UN PASEO POR CORDOBA

Hace unos días, en el Puente de Los Santos, intentando complacer a mi marido sus necesidades afectivas, nos marchamos a Córdoba, más concretamente a Belmez, para visitar la tumba de sus padres. Pero nosotros no desaprovechamos la ocasión de hacer turismo gastronómico en este caso y decidimos pasar el día en la ciudad de la Mezquita.

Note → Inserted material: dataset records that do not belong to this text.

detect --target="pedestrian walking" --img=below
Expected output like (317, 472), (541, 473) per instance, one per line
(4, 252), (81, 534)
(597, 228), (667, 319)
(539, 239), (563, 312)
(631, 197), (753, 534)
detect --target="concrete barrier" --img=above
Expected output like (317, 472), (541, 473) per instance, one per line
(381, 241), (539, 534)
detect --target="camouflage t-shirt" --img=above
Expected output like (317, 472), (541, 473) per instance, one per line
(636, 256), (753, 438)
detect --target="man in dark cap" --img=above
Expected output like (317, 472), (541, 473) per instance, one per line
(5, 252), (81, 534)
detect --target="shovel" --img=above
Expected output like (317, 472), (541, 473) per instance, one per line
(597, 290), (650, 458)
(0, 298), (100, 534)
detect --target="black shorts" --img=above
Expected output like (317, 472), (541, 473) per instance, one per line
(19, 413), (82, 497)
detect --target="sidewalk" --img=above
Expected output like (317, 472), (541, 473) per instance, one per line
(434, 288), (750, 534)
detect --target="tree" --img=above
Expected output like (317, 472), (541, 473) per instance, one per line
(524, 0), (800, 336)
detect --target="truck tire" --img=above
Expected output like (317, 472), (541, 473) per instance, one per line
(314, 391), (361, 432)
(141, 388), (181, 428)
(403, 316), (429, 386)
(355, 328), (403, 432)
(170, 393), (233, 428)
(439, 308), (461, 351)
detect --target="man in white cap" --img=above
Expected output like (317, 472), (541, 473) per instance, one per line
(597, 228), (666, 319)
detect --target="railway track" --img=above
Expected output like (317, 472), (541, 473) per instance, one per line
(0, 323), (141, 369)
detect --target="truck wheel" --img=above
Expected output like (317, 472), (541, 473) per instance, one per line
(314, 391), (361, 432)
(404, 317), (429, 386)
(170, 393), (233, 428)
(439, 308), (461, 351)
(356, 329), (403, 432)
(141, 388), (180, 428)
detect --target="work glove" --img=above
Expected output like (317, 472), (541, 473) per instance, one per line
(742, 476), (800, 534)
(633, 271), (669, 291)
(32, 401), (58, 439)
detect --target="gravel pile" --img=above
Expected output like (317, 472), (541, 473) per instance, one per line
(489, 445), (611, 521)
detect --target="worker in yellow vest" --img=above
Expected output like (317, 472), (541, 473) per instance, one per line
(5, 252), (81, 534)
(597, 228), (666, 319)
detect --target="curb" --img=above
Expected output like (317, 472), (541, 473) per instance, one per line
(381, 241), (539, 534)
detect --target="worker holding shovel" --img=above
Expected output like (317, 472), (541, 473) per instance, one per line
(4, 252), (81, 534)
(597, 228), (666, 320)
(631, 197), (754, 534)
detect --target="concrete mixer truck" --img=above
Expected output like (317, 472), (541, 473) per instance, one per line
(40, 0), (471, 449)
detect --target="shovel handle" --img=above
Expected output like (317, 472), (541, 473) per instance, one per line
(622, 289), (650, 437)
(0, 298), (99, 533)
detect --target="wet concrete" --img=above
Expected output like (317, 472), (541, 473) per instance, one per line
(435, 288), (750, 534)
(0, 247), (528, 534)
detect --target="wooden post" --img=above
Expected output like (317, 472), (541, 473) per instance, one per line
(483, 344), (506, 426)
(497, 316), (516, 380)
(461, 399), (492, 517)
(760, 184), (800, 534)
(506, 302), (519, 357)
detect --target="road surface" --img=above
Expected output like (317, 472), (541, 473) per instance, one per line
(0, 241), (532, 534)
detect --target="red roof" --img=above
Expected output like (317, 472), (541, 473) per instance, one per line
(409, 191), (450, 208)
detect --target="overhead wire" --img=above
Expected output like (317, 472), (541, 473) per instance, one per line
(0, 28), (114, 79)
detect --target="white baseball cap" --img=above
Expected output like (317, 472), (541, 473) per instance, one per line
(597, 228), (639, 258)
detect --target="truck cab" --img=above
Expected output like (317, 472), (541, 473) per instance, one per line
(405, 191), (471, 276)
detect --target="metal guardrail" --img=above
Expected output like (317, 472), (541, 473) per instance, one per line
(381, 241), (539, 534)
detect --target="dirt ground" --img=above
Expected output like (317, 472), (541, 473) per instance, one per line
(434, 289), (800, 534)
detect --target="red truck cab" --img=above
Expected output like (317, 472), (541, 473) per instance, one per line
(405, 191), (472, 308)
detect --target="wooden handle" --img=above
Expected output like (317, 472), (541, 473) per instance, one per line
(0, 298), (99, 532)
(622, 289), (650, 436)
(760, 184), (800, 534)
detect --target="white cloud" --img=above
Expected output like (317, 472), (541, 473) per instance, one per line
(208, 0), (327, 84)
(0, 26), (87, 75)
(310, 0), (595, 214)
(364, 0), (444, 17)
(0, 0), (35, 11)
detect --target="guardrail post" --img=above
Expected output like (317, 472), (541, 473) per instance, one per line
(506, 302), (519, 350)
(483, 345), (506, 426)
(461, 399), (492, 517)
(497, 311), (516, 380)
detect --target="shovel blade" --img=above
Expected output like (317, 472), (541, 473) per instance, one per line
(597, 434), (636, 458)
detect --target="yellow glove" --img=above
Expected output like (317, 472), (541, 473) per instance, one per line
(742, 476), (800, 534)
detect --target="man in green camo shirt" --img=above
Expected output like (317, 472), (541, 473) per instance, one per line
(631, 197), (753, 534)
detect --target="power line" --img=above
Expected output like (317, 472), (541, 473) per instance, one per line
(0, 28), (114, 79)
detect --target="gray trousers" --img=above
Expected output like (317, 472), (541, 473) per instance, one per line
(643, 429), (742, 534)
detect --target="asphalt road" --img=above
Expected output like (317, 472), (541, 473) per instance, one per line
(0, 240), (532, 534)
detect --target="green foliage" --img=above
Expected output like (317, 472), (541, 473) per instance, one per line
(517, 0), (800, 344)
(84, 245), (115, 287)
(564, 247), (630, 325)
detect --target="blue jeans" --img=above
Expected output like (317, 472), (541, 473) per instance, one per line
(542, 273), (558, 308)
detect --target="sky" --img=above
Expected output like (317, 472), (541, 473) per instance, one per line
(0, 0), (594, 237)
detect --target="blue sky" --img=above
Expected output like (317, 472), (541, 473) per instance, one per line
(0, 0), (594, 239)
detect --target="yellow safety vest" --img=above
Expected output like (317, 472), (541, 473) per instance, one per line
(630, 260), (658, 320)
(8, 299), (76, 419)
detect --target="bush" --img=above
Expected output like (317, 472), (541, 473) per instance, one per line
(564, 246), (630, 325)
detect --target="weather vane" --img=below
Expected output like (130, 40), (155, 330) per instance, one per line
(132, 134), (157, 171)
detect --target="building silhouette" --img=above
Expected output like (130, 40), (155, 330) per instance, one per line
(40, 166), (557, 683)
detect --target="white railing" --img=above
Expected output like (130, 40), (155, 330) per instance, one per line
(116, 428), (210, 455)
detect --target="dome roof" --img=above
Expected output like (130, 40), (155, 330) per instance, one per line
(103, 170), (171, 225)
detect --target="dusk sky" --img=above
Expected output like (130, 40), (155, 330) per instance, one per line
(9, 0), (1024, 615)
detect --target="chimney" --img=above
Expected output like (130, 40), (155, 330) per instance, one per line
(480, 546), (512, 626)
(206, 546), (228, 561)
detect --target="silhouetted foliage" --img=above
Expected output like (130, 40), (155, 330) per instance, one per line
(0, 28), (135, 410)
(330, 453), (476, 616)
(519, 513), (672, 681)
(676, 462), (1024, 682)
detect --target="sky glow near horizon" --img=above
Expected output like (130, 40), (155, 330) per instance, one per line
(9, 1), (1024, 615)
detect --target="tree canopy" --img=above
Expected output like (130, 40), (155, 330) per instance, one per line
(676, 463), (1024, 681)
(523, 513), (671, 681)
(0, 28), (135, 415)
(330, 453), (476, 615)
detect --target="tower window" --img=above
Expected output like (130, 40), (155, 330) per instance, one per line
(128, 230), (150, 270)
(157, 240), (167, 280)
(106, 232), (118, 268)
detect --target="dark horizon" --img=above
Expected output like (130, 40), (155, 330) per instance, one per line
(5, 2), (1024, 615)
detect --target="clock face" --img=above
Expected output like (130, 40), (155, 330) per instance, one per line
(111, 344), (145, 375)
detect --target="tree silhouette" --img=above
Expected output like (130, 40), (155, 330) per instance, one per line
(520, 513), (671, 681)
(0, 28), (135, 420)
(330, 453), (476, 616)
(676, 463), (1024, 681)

Nuestra primera incursión fue en Casa Santos, una taberna muy pequeña, fundada en 1966, situada en la cara este de de la Mezquita-Catedral, entre la Puerta de Santa Catalina y la Puerta de la Grada Redonda (Magistral Gonzalez Francés 3). El principal atractivo de esta taberna es tomar un pincho de tortilla, sacado de una tortilla de mas de 14 centímetros de alta. Lo normal, es sacar la consumición y tomártelo en la muralla de la Mezquita. La propiedad asegura que la tortilla esta realizada con aceite de oliva virgen extra, por lo que acompañada de un vino tinto o incluso una cervecita, es ideal de aperitivo, desde el punto de vista cardiosaludable.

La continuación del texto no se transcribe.